1er mai, fête de ce qui travaille en nous
Que fêtons-nous en cette « Fête du Travail » ? Bien plus qu’on ne pourrait le croire...
En premier lieu les travailleurs. Qu’ils défilent ou non, ils nous rappellent combien ils ont contribué de façon éminente au bien commun. Toutes les richesses de l’année écoulée, ce sont les leurs, qu’elles soient comptabilisables ou non. Ce jour-là, nous associons dans un même « merci » celui ou celle qui contrôle nos billets de train (toujours fort aimablement !), celui ou celle qui ramasse nos poubelles (même quand vous roulez juste derrière !), et celui ou celle qui visite une personne malade ou âgée. Tous ensemble, dans un même éloge.
Mais se fête aussi le travail en lui-même, le geste, la main, l’esprit, les muscles parfois, qui l’accomplissent. Regardons sur le schéma d’un écorché les 639 muscles qui composent un corps et pensons aux 86 milliards de neurones qui s’agitent dans notre cerveau…. Un jour par an, ne méritent-ils pas d’être remerciés de leurs bons et loyaux services ?
Aux chrétiens, le 1er mai lance un clin d’œil particulier. Non pas qu’il y ait une fête liturgique qui lui soit associée, mais il y a une évidence à saluer. Une religion qui fête la venue de Dieu dans un corps d’homme ne peut que fêter le travail, car, à travers lui, elle fête les corps et les esprits. Tout l’agir humain, toutes ses créations, tous ses loisirs même, sont ici célébrés.
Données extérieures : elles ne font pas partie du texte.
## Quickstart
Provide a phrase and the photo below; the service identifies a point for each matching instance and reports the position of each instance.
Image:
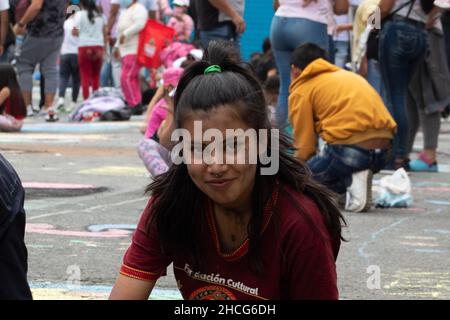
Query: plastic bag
(394, 191)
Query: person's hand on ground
(307, 3)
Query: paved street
(83, 178)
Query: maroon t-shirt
(298, 256)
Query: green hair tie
(213, 69)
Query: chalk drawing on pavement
(51, 230)
(116, 171)
(414, 283)
(105, 227)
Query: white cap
(183, 3)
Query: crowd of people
(348, 84)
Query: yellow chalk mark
(420, 244)
(61, 294)
(419, 284)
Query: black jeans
(13, 252)
(69, 69)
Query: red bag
(152, 39)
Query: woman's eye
(197, 148)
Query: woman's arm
(4, 95)
(166, 129)
(156, 97)
(341, 6)
(127, 288)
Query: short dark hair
(307, 53)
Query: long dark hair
(178, 212)
(91, 8)
(8, 78)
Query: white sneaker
(359, 194)
(30, 111)
(51, 116)
(60, 104)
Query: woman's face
(228, 184)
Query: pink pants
(129, 80)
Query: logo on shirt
(212, 293)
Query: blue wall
(258, 16)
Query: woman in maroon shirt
(231, 230)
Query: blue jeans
(402, 46)
(341, 53)
(334, 166)
(110, 73)
(69, 69)
(446, 25)
(13, 251)
(286, 35)
(226, 32)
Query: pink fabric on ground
(159, 114)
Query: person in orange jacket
(343, 110)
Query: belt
(373, 144)
(417, 23)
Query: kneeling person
(349, 115)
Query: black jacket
(13, 252)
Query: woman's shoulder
(299, 212)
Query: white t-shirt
(90, 34)
(345, 35)
(70, 43)
(131, 23)
(4, 5)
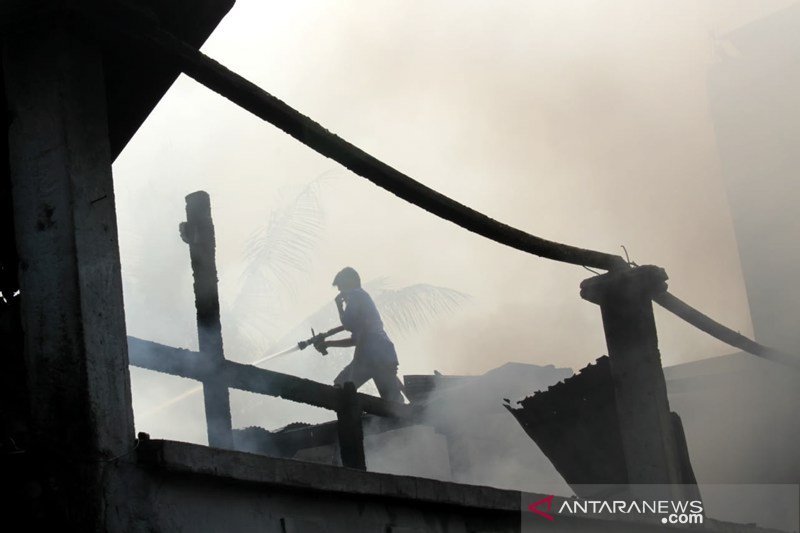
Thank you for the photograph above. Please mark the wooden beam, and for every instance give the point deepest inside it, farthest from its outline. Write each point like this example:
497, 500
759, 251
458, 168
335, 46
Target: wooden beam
189, 364
350, 430
198, 233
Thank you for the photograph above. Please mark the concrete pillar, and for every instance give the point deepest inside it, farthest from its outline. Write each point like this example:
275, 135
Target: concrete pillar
198, 232
648, 440
66, 233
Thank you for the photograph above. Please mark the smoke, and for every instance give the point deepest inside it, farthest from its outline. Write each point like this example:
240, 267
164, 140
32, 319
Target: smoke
584, 122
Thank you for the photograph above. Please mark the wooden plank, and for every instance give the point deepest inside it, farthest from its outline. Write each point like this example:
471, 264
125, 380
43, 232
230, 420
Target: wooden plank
198, 233
188, 364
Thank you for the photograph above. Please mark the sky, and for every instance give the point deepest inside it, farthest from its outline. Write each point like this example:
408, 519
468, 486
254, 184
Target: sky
584, 122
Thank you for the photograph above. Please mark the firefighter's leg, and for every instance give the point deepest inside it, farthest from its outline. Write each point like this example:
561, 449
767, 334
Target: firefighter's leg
388, 384
355, 372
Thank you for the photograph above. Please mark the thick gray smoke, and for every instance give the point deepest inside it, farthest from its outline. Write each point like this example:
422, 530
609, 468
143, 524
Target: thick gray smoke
583, 122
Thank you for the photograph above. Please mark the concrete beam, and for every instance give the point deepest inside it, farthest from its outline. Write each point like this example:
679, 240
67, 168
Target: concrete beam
66, 234
648, 440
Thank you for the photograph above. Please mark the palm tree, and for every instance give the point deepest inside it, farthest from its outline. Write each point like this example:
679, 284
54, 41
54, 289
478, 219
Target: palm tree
277, 255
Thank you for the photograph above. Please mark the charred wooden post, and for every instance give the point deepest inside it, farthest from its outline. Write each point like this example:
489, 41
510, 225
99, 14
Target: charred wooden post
198, 233
351, 431
646, 427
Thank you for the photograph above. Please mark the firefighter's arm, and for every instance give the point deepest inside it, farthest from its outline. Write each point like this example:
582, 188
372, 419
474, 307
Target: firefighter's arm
340, 343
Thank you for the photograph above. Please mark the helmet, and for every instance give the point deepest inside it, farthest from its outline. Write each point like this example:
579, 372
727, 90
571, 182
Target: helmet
348, 277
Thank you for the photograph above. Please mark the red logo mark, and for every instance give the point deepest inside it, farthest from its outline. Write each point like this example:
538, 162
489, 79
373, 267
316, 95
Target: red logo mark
549, 501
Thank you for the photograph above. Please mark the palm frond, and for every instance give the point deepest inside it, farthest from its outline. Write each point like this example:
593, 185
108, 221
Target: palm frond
276, 255
411, 308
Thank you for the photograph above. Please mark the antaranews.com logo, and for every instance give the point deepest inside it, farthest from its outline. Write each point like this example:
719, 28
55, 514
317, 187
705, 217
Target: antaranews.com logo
639, 508
678, 512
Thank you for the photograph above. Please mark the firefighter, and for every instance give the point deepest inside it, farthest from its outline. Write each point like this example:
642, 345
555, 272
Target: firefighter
374, 357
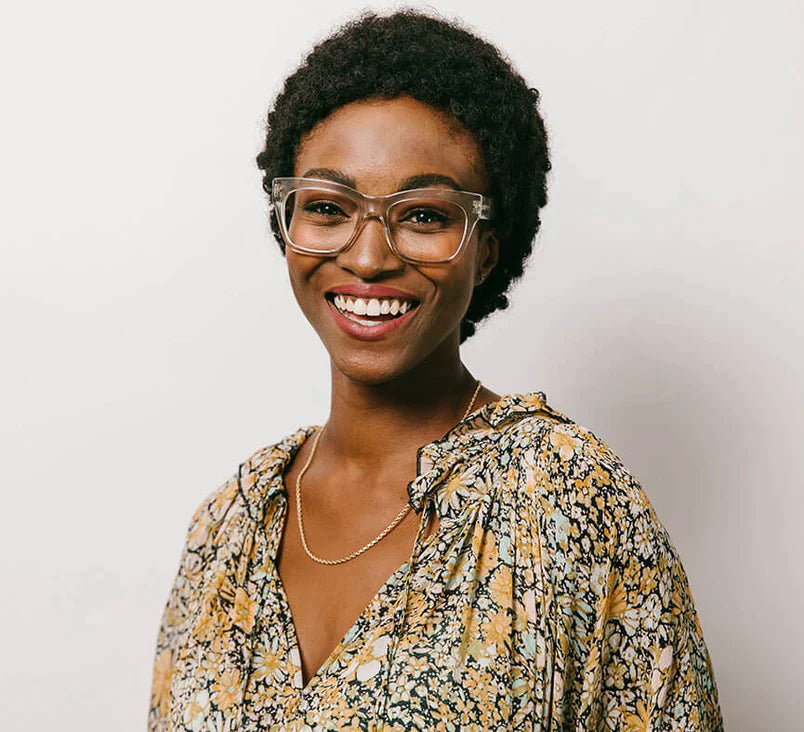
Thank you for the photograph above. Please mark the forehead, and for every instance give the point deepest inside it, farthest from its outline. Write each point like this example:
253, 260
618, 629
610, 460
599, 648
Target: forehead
380, 143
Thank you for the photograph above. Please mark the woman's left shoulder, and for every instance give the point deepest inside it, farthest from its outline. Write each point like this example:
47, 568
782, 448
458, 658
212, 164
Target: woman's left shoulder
567, 472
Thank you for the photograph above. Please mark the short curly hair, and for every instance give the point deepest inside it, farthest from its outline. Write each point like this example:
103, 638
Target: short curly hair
443, 65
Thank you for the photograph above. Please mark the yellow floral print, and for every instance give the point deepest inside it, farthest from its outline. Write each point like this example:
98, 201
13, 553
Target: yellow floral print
550, 598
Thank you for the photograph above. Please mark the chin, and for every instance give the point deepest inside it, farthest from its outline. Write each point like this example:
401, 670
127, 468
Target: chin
363, 369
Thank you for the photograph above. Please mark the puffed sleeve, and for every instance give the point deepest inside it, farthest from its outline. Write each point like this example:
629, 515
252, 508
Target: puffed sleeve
199, 547
630, 653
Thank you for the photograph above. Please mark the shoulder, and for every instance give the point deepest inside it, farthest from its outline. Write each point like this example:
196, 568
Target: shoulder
244, 494
576, 486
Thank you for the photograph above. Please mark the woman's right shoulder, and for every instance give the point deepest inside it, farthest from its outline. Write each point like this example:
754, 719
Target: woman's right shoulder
242, 495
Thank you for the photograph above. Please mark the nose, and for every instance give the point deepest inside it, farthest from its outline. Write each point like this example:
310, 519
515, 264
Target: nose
369, 256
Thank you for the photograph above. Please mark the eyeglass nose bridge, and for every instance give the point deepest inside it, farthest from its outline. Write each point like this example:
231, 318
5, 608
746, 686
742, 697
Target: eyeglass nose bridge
372, 207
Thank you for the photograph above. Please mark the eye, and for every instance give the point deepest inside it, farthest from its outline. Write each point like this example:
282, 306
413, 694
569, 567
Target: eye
324, 209
426, 217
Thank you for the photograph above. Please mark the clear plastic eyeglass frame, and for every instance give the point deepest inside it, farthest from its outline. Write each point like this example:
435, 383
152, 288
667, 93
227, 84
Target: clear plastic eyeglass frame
475, 206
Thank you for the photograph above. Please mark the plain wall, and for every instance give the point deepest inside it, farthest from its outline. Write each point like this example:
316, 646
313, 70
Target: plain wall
151, 341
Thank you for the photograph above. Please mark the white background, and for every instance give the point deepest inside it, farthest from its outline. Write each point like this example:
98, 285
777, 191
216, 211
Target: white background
151, 342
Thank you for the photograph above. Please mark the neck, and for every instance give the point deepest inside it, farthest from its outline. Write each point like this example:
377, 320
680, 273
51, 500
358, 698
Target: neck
372, 424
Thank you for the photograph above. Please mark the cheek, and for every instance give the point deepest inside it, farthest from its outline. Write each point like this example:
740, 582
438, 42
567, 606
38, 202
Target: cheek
300, 270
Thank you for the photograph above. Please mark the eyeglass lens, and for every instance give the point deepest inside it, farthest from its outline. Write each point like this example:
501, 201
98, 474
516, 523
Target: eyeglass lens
424, 227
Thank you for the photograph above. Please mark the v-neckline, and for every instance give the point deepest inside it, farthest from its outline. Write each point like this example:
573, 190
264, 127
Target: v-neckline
294, 647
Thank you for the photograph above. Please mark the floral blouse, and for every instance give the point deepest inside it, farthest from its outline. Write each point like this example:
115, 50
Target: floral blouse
549, 598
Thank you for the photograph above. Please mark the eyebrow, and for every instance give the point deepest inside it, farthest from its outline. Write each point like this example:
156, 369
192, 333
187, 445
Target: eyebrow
423, 180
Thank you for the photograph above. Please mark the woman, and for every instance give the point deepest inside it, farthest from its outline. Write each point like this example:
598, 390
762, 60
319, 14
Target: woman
436, 555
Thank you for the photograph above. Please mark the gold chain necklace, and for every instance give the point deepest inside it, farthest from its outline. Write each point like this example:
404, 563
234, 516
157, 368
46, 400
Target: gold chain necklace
385, 531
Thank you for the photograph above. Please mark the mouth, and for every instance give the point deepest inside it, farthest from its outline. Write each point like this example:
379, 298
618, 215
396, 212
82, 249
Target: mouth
373, 311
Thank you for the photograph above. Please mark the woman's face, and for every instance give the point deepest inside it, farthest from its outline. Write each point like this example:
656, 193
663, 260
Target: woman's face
378, 147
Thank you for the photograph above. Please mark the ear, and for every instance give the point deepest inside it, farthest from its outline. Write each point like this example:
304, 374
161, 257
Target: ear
488, 253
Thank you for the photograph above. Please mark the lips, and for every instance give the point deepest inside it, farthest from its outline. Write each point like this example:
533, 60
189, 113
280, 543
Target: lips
367, 327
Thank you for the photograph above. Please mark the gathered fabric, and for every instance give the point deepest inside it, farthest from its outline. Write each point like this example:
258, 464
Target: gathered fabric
549, 598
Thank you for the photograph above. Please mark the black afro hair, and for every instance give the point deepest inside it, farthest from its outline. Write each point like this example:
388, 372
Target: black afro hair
441, 64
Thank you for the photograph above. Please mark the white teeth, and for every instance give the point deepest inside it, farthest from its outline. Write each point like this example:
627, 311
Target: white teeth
371, 306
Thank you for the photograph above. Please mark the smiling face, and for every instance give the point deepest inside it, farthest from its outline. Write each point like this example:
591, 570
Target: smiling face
380, 147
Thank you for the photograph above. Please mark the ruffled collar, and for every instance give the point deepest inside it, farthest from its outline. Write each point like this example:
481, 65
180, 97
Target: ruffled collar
261, 476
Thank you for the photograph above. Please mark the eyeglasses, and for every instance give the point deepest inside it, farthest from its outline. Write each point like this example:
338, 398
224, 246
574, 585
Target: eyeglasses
424, 225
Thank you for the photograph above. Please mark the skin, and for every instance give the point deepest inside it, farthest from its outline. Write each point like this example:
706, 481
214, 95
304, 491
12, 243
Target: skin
390, 396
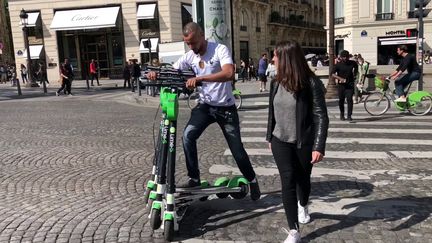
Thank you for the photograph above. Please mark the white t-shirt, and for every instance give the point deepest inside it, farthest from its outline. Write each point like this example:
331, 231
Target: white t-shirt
217, 55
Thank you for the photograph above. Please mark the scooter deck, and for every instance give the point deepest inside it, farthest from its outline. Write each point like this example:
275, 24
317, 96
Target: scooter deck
207, 190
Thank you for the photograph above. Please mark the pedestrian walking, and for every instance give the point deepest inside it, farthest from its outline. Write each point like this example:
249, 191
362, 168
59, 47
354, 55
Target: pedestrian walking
41, 73
136, 73
94, 72
344, 72
262, 67
23, 70
3, 74
66, 76
126, 75
243, 70
210, 60
297, 130
271, 71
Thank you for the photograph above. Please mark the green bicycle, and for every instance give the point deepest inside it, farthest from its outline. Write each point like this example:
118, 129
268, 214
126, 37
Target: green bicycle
377, 103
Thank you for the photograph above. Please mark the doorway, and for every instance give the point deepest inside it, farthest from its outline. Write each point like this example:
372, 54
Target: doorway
95, 47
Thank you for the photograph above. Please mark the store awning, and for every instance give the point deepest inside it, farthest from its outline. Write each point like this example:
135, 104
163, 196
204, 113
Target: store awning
35, 51
397, 41
146, 11
188, 8
32, 19
85, 18
154, 43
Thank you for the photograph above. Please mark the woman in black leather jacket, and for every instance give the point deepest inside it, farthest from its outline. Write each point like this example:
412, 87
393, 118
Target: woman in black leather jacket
297, 130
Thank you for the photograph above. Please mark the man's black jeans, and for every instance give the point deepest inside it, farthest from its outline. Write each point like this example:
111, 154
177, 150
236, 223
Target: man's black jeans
345, 92
227, 118
295, 168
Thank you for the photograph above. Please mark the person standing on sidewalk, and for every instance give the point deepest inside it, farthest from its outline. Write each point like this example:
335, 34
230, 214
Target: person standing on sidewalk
262, 67
344, 73
93, 72
126, 75
213, 66
136, 73
297, 130
66, 75
23, 71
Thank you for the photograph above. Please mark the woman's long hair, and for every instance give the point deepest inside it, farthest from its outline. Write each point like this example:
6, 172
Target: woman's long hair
293, 72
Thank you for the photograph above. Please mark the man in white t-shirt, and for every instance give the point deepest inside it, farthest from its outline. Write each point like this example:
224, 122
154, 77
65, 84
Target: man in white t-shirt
213, 66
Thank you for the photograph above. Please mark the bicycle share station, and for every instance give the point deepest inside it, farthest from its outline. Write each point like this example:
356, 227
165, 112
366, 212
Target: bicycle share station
377, 103
167, 203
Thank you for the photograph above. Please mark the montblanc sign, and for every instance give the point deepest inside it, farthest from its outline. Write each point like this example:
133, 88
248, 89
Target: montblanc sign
395, 32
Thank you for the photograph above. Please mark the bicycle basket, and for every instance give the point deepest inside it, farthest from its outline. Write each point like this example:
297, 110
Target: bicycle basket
381, 83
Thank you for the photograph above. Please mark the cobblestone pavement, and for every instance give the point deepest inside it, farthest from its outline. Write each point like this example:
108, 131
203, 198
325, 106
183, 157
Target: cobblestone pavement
73, 169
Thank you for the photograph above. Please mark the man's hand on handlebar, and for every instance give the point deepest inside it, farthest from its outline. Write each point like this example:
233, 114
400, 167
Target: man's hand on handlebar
152, 75
192, 83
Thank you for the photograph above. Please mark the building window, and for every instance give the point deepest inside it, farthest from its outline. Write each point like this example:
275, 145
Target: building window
385, 10
339, 12
385, 6
243, 21
186, 10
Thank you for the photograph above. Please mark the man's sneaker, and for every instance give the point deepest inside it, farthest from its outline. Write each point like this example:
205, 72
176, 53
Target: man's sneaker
400, 99
191, 183
254, 190
293, 236
303, 214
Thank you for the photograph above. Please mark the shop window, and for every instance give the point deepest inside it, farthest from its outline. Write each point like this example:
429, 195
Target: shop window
186, 11
149, 27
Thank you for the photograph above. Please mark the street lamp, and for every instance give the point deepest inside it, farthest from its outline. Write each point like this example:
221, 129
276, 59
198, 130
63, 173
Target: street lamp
24, 23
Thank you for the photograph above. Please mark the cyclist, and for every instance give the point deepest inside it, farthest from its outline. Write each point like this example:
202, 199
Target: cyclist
409, 64
213, 66
344, 72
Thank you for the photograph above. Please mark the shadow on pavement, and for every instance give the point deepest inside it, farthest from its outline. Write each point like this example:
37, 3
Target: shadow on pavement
412, 210
203, 217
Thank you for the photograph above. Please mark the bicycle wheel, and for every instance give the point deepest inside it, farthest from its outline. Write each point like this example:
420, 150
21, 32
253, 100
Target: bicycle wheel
421, 107
193, 100
377, 104
238, 100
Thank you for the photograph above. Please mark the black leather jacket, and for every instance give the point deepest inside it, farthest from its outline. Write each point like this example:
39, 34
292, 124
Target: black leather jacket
311, 115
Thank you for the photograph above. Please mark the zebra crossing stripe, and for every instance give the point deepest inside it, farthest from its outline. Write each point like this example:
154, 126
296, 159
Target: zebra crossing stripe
339, 140
412, 154
328, 154
355, 130
400, 123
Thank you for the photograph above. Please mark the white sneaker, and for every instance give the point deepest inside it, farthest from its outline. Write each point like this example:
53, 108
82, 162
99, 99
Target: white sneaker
293, 236
400, 99
303, 214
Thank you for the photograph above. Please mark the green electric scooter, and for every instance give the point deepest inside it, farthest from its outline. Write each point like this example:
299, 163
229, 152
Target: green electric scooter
167, 203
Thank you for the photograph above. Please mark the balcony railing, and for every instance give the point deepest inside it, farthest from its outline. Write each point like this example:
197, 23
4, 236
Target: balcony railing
384, 16
295, 22
340, 20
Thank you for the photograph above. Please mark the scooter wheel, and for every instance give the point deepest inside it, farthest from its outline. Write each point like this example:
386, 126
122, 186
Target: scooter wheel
169, 230
155, 220
222, 195
146, 195
243, 192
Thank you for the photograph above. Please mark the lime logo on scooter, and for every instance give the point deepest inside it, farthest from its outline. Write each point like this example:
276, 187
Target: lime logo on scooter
165, 132
172, 140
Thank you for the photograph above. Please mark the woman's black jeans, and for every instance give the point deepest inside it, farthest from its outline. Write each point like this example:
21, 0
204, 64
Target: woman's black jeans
295, 168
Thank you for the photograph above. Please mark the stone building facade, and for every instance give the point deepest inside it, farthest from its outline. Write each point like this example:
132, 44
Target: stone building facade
374, 28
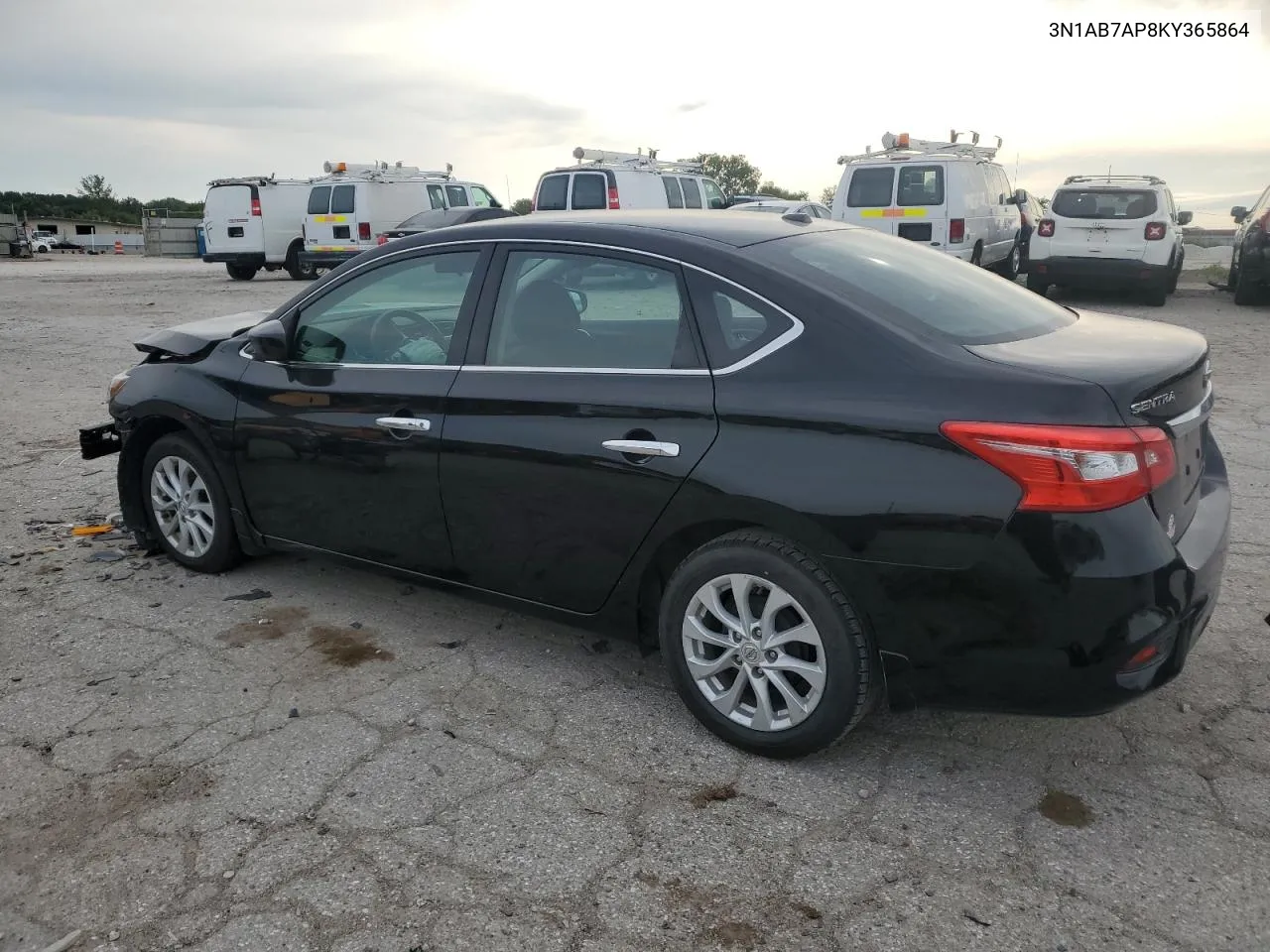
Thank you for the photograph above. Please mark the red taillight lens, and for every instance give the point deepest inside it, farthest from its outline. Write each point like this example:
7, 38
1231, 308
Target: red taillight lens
1071, 468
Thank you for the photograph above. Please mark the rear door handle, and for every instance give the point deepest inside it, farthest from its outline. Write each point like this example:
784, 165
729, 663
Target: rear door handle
642, 447
411, 424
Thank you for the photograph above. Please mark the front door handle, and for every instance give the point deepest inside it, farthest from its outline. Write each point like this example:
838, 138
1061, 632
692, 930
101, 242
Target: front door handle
642, 447
408, 424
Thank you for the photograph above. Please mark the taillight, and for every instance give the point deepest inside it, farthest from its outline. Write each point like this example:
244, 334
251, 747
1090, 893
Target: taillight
1071, 468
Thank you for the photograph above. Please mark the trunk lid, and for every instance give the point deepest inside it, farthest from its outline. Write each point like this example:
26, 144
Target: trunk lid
195, 336
1156, 373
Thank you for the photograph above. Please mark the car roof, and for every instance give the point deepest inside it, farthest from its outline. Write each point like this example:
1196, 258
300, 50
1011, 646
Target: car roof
627, 227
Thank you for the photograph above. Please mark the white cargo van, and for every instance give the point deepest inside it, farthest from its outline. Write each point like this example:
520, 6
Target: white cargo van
354, 203
254, 222
603, 180
951, 195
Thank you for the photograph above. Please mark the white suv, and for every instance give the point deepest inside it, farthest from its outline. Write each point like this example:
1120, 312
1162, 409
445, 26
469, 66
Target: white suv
1111, 231
608, 180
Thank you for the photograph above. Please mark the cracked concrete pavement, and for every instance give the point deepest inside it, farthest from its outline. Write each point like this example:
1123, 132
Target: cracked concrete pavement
354, 763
Et force est de reconnaître que la fête est trop souvent assombrie par quantité de malheurs : corps ou esprits malades, mauvaises conditions de travail, manipulations, harcèlements, mensonges, innombrables asservissements, physiques, symboliques, idéologiques. Scandale du travail mal rémunéré, de la prostitution, de la traite des migrants, des abus de toutes sortes sur les corps et les esprits...
Chaque 1er mai est, à juste titre, un jour de militance à 200% pour que les corps et les esprits soient plus libres, que les conditions de travail, dans leur acception la plus large, soient bonnes. Pas de 1er mai sans mobilisation, la formule syndicale est puissante.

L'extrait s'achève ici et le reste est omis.